Prague, July 26 (CTK) – The Czech labour inspection authority revealed 3065 illegal employees, including 858 foreigners, last year, but the real number of illegally employed people in the country seems to be considerably higher, daily Pravo wrote on Tuesday.
Most of the illegal foreign workers were citizens of Ukraine and Vietnam, but also people from EU countries were among those whose employment was not legal, mainly from Romania, Slovakia, Bulgaria and Hungary.
The foreigners did not have either an official job contract or a permission to work in the Czech Republic.

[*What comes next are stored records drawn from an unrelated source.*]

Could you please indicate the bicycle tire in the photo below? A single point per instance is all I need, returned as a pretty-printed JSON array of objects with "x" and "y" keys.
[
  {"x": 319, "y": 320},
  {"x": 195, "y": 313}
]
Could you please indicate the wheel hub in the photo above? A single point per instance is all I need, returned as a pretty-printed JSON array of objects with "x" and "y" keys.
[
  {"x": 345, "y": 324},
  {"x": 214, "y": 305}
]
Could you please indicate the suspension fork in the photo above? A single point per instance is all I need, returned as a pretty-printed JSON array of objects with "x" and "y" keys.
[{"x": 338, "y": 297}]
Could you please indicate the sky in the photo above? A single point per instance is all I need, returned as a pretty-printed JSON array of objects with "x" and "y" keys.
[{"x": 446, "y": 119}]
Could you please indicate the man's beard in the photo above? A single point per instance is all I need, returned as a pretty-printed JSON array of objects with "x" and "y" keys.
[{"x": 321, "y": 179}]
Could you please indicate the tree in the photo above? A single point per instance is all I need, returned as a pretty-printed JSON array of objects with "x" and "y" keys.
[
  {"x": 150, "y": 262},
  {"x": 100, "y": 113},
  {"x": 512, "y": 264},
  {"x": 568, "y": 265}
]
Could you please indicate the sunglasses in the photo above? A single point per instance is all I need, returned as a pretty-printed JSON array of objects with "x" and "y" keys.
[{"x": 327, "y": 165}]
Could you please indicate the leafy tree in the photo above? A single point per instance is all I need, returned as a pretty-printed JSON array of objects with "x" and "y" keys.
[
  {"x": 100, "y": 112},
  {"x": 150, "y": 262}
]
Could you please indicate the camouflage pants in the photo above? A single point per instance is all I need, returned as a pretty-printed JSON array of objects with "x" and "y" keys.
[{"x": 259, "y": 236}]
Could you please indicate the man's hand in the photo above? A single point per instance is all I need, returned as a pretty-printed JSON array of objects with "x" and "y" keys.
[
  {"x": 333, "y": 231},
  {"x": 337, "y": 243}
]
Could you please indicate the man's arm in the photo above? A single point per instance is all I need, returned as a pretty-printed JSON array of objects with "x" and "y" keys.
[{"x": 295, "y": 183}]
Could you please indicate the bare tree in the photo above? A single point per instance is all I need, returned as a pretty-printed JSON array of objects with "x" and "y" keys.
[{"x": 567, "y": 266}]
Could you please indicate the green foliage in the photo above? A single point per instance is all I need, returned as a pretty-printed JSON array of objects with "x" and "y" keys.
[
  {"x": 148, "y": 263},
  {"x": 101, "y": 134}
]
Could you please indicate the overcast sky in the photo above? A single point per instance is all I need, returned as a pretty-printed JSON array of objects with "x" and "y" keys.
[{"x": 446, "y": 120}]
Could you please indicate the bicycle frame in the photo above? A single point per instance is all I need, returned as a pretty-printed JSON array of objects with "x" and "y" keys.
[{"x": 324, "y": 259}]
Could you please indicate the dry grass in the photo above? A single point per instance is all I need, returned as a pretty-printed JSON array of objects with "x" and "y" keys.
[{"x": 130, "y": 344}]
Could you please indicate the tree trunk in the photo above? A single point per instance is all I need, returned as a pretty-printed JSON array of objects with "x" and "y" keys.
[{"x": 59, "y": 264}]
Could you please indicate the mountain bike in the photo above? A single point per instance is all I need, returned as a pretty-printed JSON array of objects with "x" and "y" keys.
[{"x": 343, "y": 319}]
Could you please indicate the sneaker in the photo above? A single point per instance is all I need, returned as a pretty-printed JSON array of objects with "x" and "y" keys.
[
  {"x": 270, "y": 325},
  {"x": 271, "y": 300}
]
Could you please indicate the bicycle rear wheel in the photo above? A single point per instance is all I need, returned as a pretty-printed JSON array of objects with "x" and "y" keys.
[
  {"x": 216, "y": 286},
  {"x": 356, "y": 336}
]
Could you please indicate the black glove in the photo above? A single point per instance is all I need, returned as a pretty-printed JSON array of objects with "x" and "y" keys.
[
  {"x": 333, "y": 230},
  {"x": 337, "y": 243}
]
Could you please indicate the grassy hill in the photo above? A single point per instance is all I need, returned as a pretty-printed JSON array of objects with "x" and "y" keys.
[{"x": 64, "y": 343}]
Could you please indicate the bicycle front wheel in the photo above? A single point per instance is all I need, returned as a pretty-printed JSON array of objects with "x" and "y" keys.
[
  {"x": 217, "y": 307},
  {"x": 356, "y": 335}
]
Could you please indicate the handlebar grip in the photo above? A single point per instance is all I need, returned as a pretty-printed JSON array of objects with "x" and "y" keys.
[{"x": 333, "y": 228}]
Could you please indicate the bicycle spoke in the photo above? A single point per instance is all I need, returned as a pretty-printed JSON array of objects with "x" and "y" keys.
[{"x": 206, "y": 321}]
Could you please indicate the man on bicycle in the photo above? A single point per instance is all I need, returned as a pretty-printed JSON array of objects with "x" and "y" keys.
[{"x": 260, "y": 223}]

A part of them even did not have a valid permission to stay in the country, the paper writes.
The illegal labourers usually worked in construction firms, restaurants, shops, hostels or they had seasonal jobs such as fruit picking.

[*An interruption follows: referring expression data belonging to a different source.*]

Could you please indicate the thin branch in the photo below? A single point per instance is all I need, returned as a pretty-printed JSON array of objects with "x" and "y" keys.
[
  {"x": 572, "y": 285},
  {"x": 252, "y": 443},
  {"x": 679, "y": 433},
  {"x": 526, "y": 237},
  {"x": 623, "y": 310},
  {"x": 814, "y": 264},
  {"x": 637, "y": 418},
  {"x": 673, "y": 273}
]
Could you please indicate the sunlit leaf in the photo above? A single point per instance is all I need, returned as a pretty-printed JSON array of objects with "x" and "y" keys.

According to the report by the Labour and Social Affairs Ministry, about 200 inspectors carried out 9583 checks of 9044 firms or entrepreneurs in 2015. A firm that employs somebody illegally may be fined up to 10 million crowns, the report says.

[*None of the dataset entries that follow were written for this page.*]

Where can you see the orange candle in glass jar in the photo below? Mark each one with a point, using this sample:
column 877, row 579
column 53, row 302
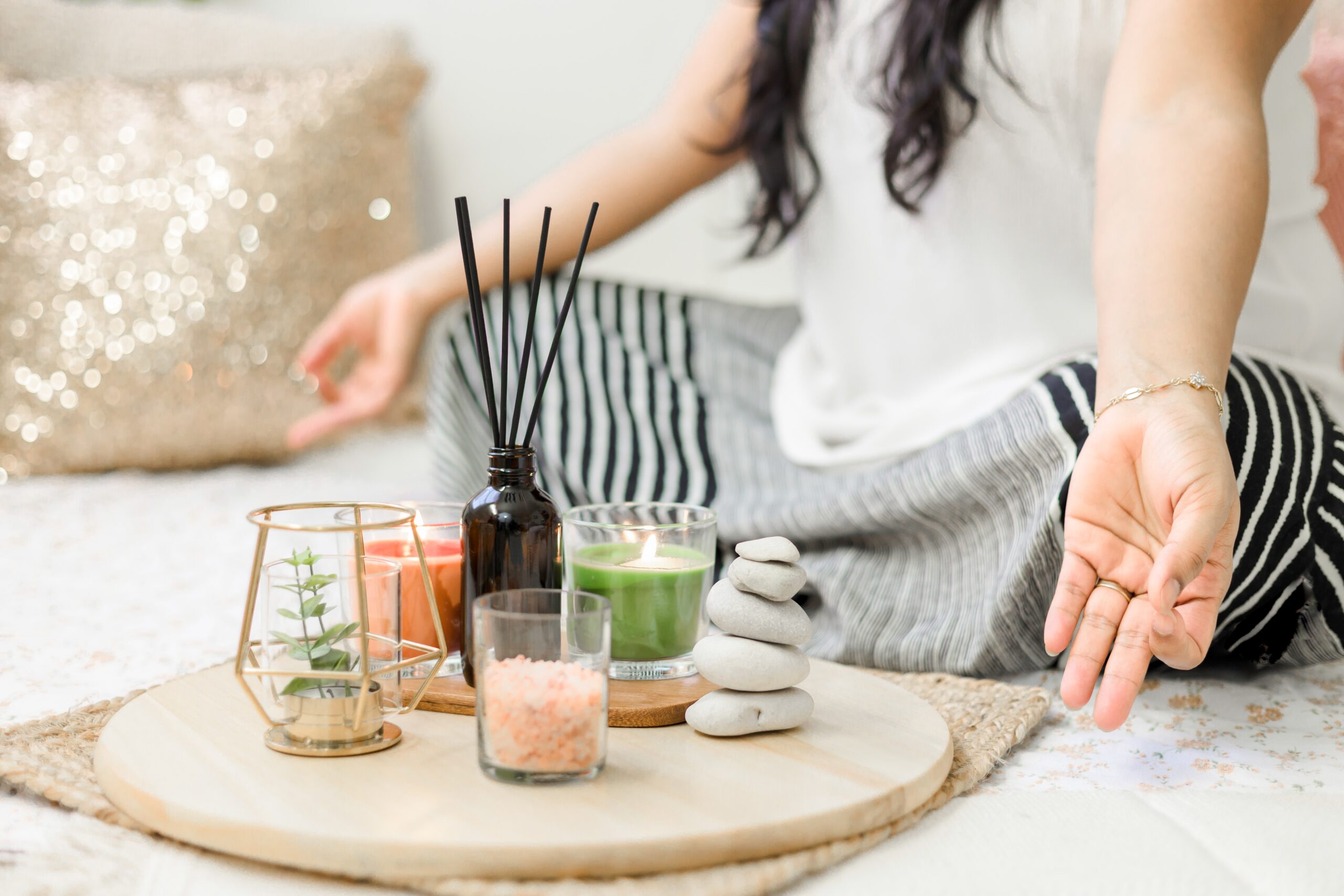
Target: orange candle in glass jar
column 444, row 559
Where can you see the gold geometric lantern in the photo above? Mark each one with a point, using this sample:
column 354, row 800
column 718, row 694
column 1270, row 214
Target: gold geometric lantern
column 326, row 669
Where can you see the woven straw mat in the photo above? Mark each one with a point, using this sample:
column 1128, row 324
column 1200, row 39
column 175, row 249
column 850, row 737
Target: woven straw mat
column 54, row 758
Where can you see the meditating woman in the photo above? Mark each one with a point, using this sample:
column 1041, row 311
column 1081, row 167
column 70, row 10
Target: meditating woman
column 1010, row 217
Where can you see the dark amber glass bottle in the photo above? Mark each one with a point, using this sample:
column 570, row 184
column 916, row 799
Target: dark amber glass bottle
column 511, row 537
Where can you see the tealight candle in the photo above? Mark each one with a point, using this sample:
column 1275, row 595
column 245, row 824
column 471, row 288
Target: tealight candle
column 655, row 575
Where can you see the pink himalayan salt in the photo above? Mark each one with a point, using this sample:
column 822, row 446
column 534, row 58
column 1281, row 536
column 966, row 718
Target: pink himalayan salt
column 543, row 715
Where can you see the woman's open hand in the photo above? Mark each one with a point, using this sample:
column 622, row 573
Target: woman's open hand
column 1152, row 507
column 383, row 318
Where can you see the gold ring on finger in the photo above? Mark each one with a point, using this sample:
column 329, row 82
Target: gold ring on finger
column 1115, row 586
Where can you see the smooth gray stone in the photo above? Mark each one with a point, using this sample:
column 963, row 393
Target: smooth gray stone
column 729, row 714
column 754, row 617
column 773, row 549
column 743, row 664
column 771, row 578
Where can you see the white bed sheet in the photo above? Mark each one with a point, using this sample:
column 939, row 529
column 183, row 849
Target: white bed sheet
column 1221, row 782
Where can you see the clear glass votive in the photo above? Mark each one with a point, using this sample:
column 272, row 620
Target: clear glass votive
column 541, row 657
column 655, row 563
column 440, row 525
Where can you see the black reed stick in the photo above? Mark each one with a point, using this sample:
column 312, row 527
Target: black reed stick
column 531, row 320
column 560, row 325
column 474, row 296
column 508, row 304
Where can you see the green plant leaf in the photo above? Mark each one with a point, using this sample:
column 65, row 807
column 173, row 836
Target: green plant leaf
column 331, row 635
column 292, row 641
column 334, row 660
column 339, row 632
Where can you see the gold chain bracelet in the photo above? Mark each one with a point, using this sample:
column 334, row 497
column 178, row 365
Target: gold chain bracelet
column 1195, row 381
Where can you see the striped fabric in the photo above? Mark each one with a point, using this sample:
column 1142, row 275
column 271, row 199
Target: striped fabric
column 944, row 561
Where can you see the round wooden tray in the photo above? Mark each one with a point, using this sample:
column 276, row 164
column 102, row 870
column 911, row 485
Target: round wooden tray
column 187, row 760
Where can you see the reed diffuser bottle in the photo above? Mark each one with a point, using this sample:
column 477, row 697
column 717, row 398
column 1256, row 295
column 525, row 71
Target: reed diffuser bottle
column 511, row 536
column 511, row 530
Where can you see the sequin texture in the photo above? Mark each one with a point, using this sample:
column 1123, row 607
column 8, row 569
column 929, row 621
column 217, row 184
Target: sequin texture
column 166, row 246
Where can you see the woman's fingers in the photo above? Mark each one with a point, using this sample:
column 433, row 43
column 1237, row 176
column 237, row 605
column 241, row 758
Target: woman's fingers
column 324, row 344
column 1193, row 628
column 1077, row 578
column 327, row 419
column 1126, row 668
column 1101, row 618
column 1195, row 525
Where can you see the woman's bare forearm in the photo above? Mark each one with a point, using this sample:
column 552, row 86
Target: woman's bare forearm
column 1182, row 186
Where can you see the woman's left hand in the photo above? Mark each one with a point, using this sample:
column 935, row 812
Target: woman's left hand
column 1152, row 507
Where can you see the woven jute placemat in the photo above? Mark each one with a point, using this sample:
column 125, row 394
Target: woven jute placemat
column 53, row 758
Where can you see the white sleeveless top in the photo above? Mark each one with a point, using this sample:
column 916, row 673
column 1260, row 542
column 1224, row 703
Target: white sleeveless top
column 918, row 325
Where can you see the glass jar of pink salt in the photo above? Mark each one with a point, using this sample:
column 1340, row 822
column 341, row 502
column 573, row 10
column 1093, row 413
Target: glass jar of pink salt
column 541, row 657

Last year, the inspection authority imposed 573 fines of more than 81 million crowns in total. For the illegal employment of foreigners, firms were fined 16 million crowns, the paper writes.
The firms that have illegal employees in order to lower the costs of work often prefer being fined for not letting the labour inspectors enter their premises and they try to avoid paying the fines, the paper writes.
Most of the fines have not been paid because the firms hire lawyers, file complaints and challenge the findings of the inspectors. If the owners of the firm concerned are foreigners, they claim that they cannot be contacted by the inspection authority since they are abroad.
The labour inspection cooperates with immigration and customs officers during the checks of companies suspected of employing foreigners illegally.
In 2015, as many as 323,244 foreigners were legally employed in the Czech Republic, which was about 62,000 more than in 2014.
Nearly half of the foreign employees were Slovaks (150,317) and 95,016 were from other EU countries, mainly Poland (24,982), Romania (22,861) and Bulgaria (19,782). The number of legal employees from outside of the EU reached 77,911 last year. Most of them were from Ukraine (41,847), Russia (6703) and Vietnam (5098).